Paraguay uses Guarani, the language of many of its pre-Columbian
peoples, and Mexico and Guatemala recognise a number of Mayan
languages, most notably Nahuatl. Creole is a name given to mixed
languages created by the merging of African, Indian, and European
languages, and African-French Creole is a recognised language in Haiti,
and other Creoles are used throughout the Caribbean.
*Football is the most popular sport in most of Latin America, although
baseball is popular in many of the West Indies, and cricket is played
in most of the current and the former British colonies in the
region. Mexicans and Cubans also play a sport called jai alai, in
which balls are caught and thrown with baskets tied to players’ wrists.

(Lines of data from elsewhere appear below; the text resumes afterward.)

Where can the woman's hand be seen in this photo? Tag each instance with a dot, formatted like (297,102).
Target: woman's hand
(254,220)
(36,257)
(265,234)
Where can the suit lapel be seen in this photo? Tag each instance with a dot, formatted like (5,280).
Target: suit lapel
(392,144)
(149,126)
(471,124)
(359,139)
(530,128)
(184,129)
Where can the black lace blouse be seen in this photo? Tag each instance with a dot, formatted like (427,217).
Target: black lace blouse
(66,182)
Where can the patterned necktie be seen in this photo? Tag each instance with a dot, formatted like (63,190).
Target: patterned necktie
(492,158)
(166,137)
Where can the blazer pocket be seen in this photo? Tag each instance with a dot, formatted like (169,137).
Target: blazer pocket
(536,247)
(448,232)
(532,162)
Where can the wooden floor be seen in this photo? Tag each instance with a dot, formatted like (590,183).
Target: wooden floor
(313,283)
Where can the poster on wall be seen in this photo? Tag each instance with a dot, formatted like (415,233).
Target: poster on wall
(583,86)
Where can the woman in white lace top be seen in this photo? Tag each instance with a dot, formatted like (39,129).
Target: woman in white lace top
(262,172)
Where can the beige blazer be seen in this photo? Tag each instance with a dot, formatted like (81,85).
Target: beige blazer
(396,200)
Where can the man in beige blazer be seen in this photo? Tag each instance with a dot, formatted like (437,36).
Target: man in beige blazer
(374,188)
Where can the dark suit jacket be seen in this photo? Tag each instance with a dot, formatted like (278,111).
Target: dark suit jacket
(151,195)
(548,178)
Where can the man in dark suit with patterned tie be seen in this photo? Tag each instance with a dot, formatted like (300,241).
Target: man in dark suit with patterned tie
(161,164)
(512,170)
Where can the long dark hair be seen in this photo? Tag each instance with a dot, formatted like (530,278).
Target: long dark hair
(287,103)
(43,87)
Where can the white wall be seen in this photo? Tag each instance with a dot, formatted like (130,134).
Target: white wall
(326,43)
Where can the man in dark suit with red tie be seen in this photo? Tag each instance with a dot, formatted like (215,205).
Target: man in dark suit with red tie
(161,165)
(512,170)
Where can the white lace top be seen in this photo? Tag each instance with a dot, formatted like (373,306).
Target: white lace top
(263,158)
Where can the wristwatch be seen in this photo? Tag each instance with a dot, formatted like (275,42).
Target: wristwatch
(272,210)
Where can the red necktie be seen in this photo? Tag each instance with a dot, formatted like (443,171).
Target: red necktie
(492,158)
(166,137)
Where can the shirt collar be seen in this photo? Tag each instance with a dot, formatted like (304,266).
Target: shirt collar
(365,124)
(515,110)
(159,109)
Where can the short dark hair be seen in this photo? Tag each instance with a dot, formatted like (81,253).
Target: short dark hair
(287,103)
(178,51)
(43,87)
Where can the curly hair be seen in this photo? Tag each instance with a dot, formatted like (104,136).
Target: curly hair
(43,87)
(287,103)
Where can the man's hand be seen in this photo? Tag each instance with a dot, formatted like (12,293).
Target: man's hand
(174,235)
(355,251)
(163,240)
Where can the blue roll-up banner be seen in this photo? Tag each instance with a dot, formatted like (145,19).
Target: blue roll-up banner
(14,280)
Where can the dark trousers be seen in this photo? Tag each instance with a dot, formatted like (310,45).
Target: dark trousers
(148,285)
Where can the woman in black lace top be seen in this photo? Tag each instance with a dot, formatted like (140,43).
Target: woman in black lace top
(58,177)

*Latin Americans share much of the same music and the same television
(especially tellenovellas), but they also have some differences.
Dancing is very popular in most of Latin America, and different regions
have their specialties: the Cha-Cha comes from Haiti, Mambo
dancing from Cuba, and the Tango is from Argentina and Uruguay.
*Latin Americans love to party, and, as Catholics, many of their
parties fall on religious holidays or feasts—hence the name
fiesta. The most famous is Carnival, which takes place the week
before Lent (sort of like a week-long Mardi Gras). One of the
largest Carnival celebrations is held in Rio de Janeiro.